Бультман по–своему, а Барт по–своему немало постарались для того, чтобы в межвоенный период исторические исследования Иисуса стояли практически на месте. Внимание переключилось на раннехристианские веру и опыт. Возникло убеждение, что именно там, а не в сомнительных реконструкциях Иисуса, лежит ключ к божественному откровению, предположительно происшедшему в раннем христианстве. Анализ форм, обычно ассоциируемый с Бультманом, в своей основе не был предназначен для того, чтобы узнавать об Иисусе. Он являлся частью другого великого «поиска», идущего до сих пор, хотя он еще сложнее поиска Иисуса, — поиска Керигматической церкви, попытки воссоздать направления веры и мысли I века, в частности, раннехристианскую веру[54]. Евангелия — не исторические труды, а документы веры. Вспоминается Меланхтон: Бультман переключал внимание с «голых фактов» на веру. Вспоминаются и Реймарус с Вреде — в различии «реально происшедшего» и верований Церкви (включая евангелистов). Различие же в том, что Реймарус занимался историей, чтобы разрушить богословие. Бультман же этот вызов просто не принял, отвергнув самые предпосылки. История — это одно, а вера — совсем другое[55].
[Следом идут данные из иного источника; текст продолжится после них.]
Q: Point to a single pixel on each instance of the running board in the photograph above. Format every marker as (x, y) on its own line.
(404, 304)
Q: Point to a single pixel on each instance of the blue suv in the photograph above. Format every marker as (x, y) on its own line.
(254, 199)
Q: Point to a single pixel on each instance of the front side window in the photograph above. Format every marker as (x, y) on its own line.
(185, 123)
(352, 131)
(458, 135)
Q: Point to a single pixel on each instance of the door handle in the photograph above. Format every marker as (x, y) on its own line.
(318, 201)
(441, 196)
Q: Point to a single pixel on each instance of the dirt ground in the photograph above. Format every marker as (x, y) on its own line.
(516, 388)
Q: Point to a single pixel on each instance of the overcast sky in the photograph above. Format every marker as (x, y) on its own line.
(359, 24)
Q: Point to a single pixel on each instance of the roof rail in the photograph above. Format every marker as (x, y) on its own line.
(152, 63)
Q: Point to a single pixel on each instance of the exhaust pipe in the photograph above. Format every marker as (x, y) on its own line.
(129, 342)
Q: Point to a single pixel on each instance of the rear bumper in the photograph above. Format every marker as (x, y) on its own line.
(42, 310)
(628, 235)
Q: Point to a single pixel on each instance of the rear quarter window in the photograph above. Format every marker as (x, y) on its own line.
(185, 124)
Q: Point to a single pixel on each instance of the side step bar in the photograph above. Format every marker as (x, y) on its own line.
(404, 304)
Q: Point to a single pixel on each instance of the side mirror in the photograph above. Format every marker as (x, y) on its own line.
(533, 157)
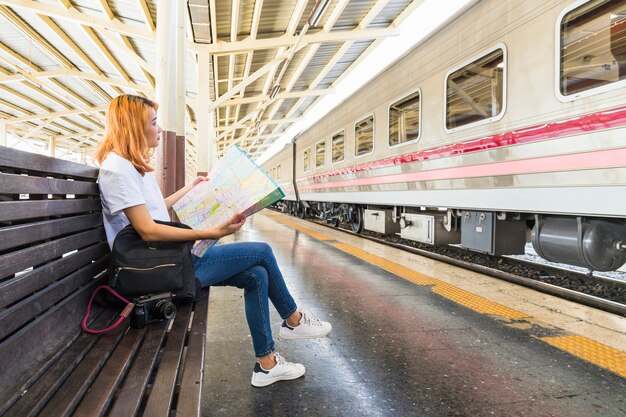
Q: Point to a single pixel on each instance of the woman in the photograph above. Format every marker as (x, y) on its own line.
(130, 194)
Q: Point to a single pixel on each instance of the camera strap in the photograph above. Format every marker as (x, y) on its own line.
(129, 307)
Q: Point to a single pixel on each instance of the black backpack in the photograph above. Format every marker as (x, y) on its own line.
(141, 268)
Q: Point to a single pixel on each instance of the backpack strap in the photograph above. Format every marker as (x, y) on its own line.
(129, 307)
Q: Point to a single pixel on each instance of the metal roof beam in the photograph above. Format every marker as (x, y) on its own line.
(76, 16)
(280, 96)
(8, 78)
(54, 115)
(246, 45)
Конечно, книги об Иисусе продолжали появляться. Некоторые из них, пренебрегая критикой Швейцера, были в духе жизнеописаний XIX века. Другие авторы (например, Т. У. Мэнсон) попытались отнестись к историческим вопросам серьезно, но не разработали целостную картину, которая бы реально продвинула исследования. К этой же фазе можно отнести деятельность Иоахима Иеремиаса и Чарлза Харольда Додда, на которых не навесишь столь любезных научному миру ярлычков[56]. Однако на континенте обет молчания был нарушен. Вопреки богословским доводам против изучения жизни Иисуса, самые смелые ученики Бультмана осознали: на этот раз их учитель зашел слишком далеко. 23 октября 1953 г. Эрнст Кеземан прочел группе бывших учеников Бультмана свою прославленную лекцию о «Проблеме исторического Иисуса». Она положила начало принципиально новой фазе — «новому поиску исторического Иисуса»[57]. Кеземан, осознавая опасности идеализма и докетизма, настаивал: когда Иисус не укорен в истории, его можно тянуть в любом направлении, делать героем любой богословской или политической программы. Кеземан явно имел в виду разного рода нацистские богословия, которые, в отсутствие серьезных исследований Иисуса в довоенной Германии, придумали нееврейского по преимуществу Иисуса. Кеземан говорил: если мы не знаем, кто умер на кресте, благовестие о кресте, особенно необходимое в послевоенной Германии, теряет остроту. И все же эта четкая богословская программа при всех своих достоинствах, существование которых сейчас вряд ли кто возьмется оспаривать, означала: «новый поиск», парадоксальным образом, недостаточно обратился к истории. Самая знаменитая книга этого периода, принадлежащая Г. Борнкаму, начинается словами: «Написать биографию Иисуса более никому не под силу».
54
См.
55
Я говорил об этом в разных местах
56
См. Jeremias 1958 [1956], 1971; Dodd 1961 [1935], 1971 (относительно спора между Доддом и Тиллихом см. Dillistone 1977, 241–243). Сюда же, видимо, можно отнести Betz 1968 [1965]; Hengel 1981b [1968]; Goppelt 1981 [1985]; эти три работы, однако, в других отношениях составляют часть «третьего поиска», как и Caird 1965, 1982 и Moule 1967. См. ниже гл. 3.
57
См. английский перевод в Kasemann 1964 [1960], 1547. См. обзор в Robinson 1959, также обсуждение у более поздних авторов, например, Meyer 1979, 51–54; Sanders 1985, 34ff.; Reumann 1989, 506ff.